I have heard eheim pumps are pretty good as well. 

Curious as to why you would run two seperate sumps? Why not just plumb both overflows into one box (60gal tank) with one return? Unless you have a fear of one sump failing and having the other as backup, I don't see why it would be necessary in splitting each overflow up. Would cost twice as much to setup, unless money is not a factor to you.


----------



## Aquatic Designs (Apr 2, 2006)

I have experience with 3 of the 4 mentioned. i have zero experience with sedra.

You will find the Mag drive is a power pig but strong. They are almost completely silent when your impeller or shaft is not worn. I would not use it externally. Only submersed. And i'm pretty sure that is there only intended use.

The little giant MD's are strong and almost silent too. Again if your impeller or shaft is worn it will make noise. You can only use these externally. These have alot of pressure so they have big head heights.

Pentair quiet one are quiet until your shaft is worn. Which is far too frequent. They are cheaply made IMO. Call Mike at Finatics ask his opinion. He bought a Mag to replace a pentair that was still under warranty because of support issues.

If you don't pay for power. Buy a mag drive use it submersed. If you do pay for power look at a little giant OPWG-29 or larger. Low power, tons of flow. 

Call FPS 905-752-1226 They are a little giant and danner distributor. Tell them your a friend of mine. They might give you a better deal I buy a ton of stuff there so they should. They also have rigid and flex PVC and fittings. If they don't I'll call and get my pricing for you.


----------



## huddles (Dec 29, 2009)

*Thanks*

Folks,

Thank you all for your thoughts on this. To answer a couple questions, the reason for the 2 sump is both for redundancy as well as for availability. I have gotten these two 35 hallon wet/drys for an extremely good price. The cost will be the pumps.

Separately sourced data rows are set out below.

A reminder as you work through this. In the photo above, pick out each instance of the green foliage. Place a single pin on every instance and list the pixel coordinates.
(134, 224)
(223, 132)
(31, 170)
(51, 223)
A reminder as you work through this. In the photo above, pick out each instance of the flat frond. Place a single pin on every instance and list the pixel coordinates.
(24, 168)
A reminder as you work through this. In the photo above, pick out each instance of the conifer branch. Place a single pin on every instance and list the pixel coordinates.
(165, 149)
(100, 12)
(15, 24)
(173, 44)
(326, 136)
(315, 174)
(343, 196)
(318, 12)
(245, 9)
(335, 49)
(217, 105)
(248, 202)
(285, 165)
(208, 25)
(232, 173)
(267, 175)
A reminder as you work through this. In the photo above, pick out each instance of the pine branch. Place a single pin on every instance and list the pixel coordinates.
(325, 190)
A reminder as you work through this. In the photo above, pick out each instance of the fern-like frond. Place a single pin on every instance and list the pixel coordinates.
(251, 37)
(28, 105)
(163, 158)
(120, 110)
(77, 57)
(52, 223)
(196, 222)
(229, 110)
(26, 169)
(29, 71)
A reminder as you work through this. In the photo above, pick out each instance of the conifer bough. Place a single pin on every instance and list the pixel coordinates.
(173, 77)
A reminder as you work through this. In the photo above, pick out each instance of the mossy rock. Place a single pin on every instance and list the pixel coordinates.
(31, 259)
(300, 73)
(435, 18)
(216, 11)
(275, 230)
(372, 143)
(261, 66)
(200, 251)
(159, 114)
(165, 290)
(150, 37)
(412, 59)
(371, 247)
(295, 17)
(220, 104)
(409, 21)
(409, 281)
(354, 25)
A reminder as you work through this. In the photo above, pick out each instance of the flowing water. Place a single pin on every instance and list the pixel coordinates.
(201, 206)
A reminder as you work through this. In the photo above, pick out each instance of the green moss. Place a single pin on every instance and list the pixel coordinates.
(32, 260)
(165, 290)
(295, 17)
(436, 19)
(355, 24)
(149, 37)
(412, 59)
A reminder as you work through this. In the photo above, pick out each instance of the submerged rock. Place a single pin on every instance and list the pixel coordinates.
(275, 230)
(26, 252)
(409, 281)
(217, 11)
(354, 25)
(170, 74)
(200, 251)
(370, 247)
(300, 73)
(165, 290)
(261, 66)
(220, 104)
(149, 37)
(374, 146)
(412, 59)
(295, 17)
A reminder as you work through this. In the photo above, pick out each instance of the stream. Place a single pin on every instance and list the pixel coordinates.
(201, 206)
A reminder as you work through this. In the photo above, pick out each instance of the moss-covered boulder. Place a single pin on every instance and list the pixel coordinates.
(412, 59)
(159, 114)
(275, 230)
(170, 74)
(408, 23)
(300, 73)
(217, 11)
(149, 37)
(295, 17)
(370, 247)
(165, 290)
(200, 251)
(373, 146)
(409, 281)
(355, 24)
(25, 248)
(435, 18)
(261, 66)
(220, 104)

I will call the folsk mentioned to get more information and perhaps a better deal as wqell. I founf this great little pet supply place online that ships to Canada for cheap and the prices are crazy. On top of that they support discount codes which we all know can be found via google. For example I got a quote from Bigalsonine.ca for 119.99 plus tax and the same part from them for $43-10% discount. free shipping. Can't beat that, I bought 2!

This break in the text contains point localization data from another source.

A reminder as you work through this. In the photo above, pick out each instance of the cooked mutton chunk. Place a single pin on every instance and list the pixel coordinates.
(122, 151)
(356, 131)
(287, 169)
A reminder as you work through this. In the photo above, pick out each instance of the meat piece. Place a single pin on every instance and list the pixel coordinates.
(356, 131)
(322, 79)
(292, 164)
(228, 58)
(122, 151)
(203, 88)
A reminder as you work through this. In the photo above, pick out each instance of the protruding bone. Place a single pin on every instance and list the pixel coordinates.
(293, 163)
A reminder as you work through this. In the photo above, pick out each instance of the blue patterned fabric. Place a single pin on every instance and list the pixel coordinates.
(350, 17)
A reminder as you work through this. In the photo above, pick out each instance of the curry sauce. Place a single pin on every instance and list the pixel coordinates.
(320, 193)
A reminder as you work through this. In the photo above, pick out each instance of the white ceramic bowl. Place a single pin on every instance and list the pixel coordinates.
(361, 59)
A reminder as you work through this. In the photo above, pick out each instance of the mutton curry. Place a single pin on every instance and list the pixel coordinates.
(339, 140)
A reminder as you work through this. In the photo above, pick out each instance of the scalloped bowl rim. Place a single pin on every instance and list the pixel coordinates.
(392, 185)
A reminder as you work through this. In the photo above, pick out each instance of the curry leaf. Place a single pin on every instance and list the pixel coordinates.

Is there any difference between the mag12 and mag12A (pond version?). I can get those at a dscount as well.
Huddles


----------



## gucci17 (Oct 11, 2007)

Care sharing that secret supplier with us?  
I was just about to pick up a few things too.


----------



## huddles (Dec 29, 2009)

I will send the link when I get in this evening. I will see what pump prices they have as well.


----------



## Aquatic Designs (Apr 2, 2006)

12 aquarium has a 6 or 10 foot cord pond version has 16 or 18 foot.


----------